Parsing XML Files in SQL with Custom Aggregation Function

Parsing XML Files in SQL with Custom Aggregation Function

I was recently given a task to parse an XML file in SQL that contained the definition of an OBI RPD file, which had been exported using the biserverxmlgen command line utility. The purpose of this is for quick analysis of the RPD file and subsequent mapping of the data lineage.

I decided to use an external table so that the XML data can be presented to the database without the need of a load process in PL/SQL, and then use the XMLTABLE function to parse the data. This is fine, except the problem is that each line of the XML file appears as a single row in the external table. I would need to pass a CLOB data type containing the entire file contents to XMLTABLE for the XML to be parsed.
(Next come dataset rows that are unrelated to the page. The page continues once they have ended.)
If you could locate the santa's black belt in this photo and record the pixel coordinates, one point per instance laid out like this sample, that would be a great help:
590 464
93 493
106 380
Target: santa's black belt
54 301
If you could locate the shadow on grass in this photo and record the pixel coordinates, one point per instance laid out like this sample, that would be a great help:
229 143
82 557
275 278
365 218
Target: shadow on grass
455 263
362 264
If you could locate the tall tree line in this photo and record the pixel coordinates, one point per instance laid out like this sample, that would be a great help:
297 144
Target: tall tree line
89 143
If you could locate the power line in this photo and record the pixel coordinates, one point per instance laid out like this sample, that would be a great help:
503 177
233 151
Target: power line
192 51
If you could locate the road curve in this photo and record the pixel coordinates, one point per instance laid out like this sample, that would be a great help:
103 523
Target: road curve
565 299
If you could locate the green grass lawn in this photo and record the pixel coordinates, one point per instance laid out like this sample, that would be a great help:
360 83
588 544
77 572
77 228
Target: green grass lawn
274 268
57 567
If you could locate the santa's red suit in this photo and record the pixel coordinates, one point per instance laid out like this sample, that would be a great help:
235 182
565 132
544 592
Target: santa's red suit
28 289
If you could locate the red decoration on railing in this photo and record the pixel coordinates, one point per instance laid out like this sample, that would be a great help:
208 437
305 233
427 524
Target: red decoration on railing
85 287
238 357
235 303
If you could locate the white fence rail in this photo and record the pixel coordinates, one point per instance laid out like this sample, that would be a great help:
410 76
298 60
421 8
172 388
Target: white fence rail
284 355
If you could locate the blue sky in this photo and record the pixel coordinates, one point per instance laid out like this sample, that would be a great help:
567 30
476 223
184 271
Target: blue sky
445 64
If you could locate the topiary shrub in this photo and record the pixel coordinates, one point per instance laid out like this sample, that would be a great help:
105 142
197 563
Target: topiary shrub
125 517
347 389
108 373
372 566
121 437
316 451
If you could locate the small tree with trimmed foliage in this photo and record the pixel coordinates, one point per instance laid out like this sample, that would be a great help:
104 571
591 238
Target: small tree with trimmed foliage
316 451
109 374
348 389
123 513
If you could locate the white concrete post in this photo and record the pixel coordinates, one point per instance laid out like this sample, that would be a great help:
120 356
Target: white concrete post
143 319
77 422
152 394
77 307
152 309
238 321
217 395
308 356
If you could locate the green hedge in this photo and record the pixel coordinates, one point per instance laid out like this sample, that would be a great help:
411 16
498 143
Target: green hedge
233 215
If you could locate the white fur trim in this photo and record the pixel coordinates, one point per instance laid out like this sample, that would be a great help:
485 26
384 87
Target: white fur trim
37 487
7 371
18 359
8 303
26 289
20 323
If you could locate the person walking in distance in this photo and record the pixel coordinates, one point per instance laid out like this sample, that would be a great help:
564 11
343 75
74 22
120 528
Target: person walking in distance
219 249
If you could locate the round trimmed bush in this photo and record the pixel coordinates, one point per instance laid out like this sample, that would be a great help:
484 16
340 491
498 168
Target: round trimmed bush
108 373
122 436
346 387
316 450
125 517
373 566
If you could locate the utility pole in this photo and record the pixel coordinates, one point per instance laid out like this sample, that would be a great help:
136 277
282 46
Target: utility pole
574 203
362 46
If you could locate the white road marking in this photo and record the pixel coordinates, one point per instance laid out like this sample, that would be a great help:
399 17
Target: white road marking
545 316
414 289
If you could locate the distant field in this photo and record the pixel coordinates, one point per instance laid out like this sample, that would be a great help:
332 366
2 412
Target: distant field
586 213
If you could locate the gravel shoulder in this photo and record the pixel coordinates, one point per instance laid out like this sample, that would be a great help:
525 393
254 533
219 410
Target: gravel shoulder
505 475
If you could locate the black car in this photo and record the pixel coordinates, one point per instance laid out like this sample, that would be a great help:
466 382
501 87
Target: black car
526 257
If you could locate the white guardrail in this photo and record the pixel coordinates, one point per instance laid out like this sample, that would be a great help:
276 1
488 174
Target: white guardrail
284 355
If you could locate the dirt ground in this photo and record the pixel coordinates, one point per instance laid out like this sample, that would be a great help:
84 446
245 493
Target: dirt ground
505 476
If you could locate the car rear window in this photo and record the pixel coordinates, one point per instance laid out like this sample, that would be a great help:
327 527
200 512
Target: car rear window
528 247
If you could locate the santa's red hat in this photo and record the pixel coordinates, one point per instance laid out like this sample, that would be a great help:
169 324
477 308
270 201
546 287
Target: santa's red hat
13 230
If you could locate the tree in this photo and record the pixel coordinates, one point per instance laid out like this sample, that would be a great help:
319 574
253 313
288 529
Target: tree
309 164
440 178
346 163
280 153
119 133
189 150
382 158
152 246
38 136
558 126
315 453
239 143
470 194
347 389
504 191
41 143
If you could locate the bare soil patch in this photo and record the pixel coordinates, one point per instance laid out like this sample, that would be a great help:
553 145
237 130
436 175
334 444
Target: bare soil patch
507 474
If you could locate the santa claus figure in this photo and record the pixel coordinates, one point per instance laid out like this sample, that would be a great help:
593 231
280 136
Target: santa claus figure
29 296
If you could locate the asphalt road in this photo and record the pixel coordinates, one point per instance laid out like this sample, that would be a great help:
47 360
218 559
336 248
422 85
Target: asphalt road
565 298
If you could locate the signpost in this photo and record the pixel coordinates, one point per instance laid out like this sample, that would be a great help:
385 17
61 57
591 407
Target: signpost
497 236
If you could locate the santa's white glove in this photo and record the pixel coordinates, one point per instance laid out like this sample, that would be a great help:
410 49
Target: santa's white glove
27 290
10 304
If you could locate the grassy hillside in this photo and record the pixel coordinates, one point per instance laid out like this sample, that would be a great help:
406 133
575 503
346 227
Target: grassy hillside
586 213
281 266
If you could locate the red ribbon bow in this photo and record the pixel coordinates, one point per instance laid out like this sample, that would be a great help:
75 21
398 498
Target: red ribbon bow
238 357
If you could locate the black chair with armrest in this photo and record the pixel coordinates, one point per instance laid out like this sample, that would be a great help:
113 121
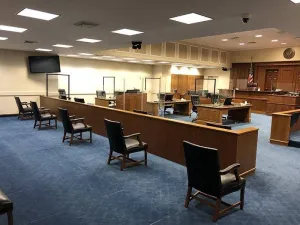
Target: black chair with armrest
6 207
80 100
204 174
124 145
219 126
24 112
43 115
74 126
62 94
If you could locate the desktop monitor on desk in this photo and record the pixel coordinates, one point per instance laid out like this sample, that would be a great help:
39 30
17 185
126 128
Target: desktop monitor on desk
227 101
101 94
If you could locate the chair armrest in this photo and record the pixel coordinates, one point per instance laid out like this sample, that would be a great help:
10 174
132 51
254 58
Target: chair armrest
229 169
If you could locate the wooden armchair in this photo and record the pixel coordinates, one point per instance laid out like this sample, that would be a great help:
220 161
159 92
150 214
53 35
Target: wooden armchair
74 126
43 115
124 145
205 176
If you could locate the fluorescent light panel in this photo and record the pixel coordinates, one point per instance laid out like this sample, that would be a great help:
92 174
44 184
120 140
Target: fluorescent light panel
62 46
85 54
12 29
128 32
37 14
44 50
88 40
191 18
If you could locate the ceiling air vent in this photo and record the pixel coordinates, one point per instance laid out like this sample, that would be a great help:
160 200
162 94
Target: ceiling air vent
86 24
30 42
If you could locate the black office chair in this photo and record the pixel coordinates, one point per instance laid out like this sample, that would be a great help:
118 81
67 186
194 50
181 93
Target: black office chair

The LISTAGG function is not an option here, as it is limited by the size of VARCHAR2 in Oracle - the RPD XML file I am dealing with is 500KB in size. So after discussion with my colleague Petar Simic, I discovered a LISTAGG_CLOB function created by Connor McDonald which is (almost) perfect for my needs. The function works like LISTAGG but is capable of returning the results in a CLOB.   The original code by Connor can be found here.

The code in LISTAGG_CLOB delimits each element in the listagg with a comma (,) by default, which is hard-coded in the function. I needed the element delimiter to be a space (or chr(10)) so that the XML would parse correctly. I had two options to work around this:

  1. Modify the function to hard-code a space as the delimiter character, or
  2. add an optional parameter to the function so the delimiter can be specified at run time, which defaults to a comma.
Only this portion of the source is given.